Firstly, technology remains at the fulcrum of the emerging businesses, fundamentally disrupting not just the way we commute but also consume media, travel, live etc. The Supreme Court has put it aptly in the seminal judgment of Puttaswamy (2017) on privacy:

“Uber, the world’s largest taxi-hailing company, owns no vehicles. Facebook, the world’s most popular media owner, creates no content. Alibaba, the most valuable retailer, has no inventory. And Airbnb, the world’s largest accommodation provider, owns no real estate”.

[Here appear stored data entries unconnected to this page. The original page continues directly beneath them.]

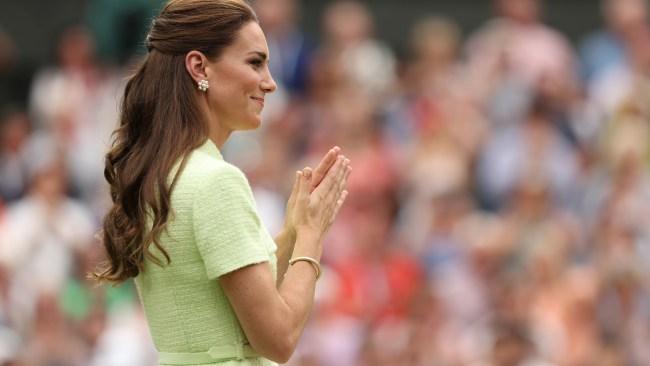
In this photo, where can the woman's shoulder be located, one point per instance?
(204, 170)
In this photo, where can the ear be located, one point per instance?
(195, 64)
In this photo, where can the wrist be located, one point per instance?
(289, 232)
(308, 243)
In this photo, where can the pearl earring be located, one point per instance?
(203, 85)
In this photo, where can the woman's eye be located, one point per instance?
(256, 63)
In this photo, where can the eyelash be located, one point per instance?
(257, 63)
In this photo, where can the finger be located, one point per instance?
(324, 166)
(340, 181)
(331, 179)
(339, 203)
(302, 193)
(296, 185)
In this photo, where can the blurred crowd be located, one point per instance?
(499, 207)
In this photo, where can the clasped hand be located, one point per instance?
(318, 195)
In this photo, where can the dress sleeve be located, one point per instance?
(227, 228)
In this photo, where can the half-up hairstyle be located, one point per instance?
(160, 124)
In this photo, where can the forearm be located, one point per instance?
(285, 242)
(298, 287)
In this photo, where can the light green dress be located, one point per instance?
(215, 229)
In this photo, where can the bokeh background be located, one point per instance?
(499, 208)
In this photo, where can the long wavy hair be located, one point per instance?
(160, 124)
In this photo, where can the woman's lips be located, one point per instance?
(260, 100)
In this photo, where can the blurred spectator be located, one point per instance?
(41, 231)
(14, 133)
(533, 148)
(289, 47)
(497, 211)
(77, 101)
(606, 49)
(349, 41)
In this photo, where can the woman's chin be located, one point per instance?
(252, 123)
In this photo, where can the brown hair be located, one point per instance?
(160, 123)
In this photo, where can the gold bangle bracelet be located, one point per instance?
(314, 263)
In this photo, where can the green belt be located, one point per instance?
(221, 353)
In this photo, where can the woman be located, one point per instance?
(215, 287)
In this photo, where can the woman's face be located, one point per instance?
(239, 80)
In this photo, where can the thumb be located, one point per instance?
(305, 181)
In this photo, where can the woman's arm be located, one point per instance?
(285, 242)
(274, 317)
(286, 239)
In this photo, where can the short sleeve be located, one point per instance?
(227, 228)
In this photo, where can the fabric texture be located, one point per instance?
(214, 229)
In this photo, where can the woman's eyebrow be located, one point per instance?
(260, 54)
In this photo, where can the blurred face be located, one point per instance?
(524, 11)
(239, 80)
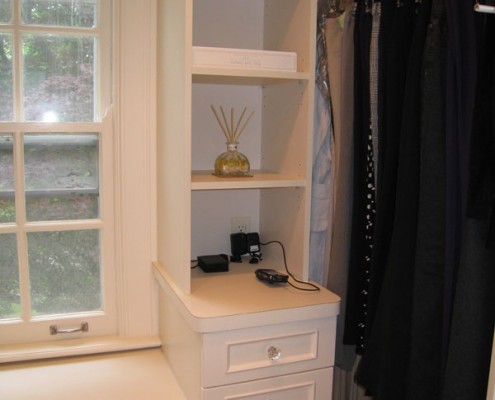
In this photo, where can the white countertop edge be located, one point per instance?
(238, 321)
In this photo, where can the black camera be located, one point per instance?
(245, 243)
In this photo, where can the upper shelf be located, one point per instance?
(244, 75)
(205, 180)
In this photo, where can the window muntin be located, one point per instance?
(69, 13)
(6, 77)
(61, 176)
(58, 78)
(10, 297)
(57, 256)
(7, 206)
(64, 271)
(5, 11)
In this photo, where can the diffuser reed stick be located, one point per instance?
(231, 130)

This brings us to the second, related aspect -- whether it is data privacy or accountability for day-to-day operations, because of the sheer pace of technology, regulations follow innovation. The legislators are also faced with difficult choices. Privacy of location data of riders, the responsibility of rider safety, or now possibly, accountability for compliance with food standards, are aspects which require regulatory crystallization and continued evolution thereafter through stakeholder inputs.

Thirdly, a common element across these businesses is that they lower the barriers to spending and increase the size of the effective market. On the supply side, they bring on more brick-and-mortar stores/restaurants on the platform, increasing their outreach. On the demand side, saved payment modes and “tap-ordering” makes purchase effortless.

Once the skeleton of a technologically-enabled system is in place, it is a matter of ideation and of evaluating business feasibility to juxtapose multiple businesses onto the framework. In case of Uber and Ola, it is food delivery woven onto the grid of cabs, for instance. It is a matter of time and connectedness that we see the marriage of online and offline pick up our dry cleaning, groceries, and possibly a lot more - all as an extension of the primary business of commuting.

One can only wonder if the “business of movement” will soon be to daily physical transactions what Google is to internet search – a basic offering and several other interwoven offerings wrapped around the basic. While we are still trying to understand if Google is in fact "eating the internet", likes of Uber might gobble down whatever remains.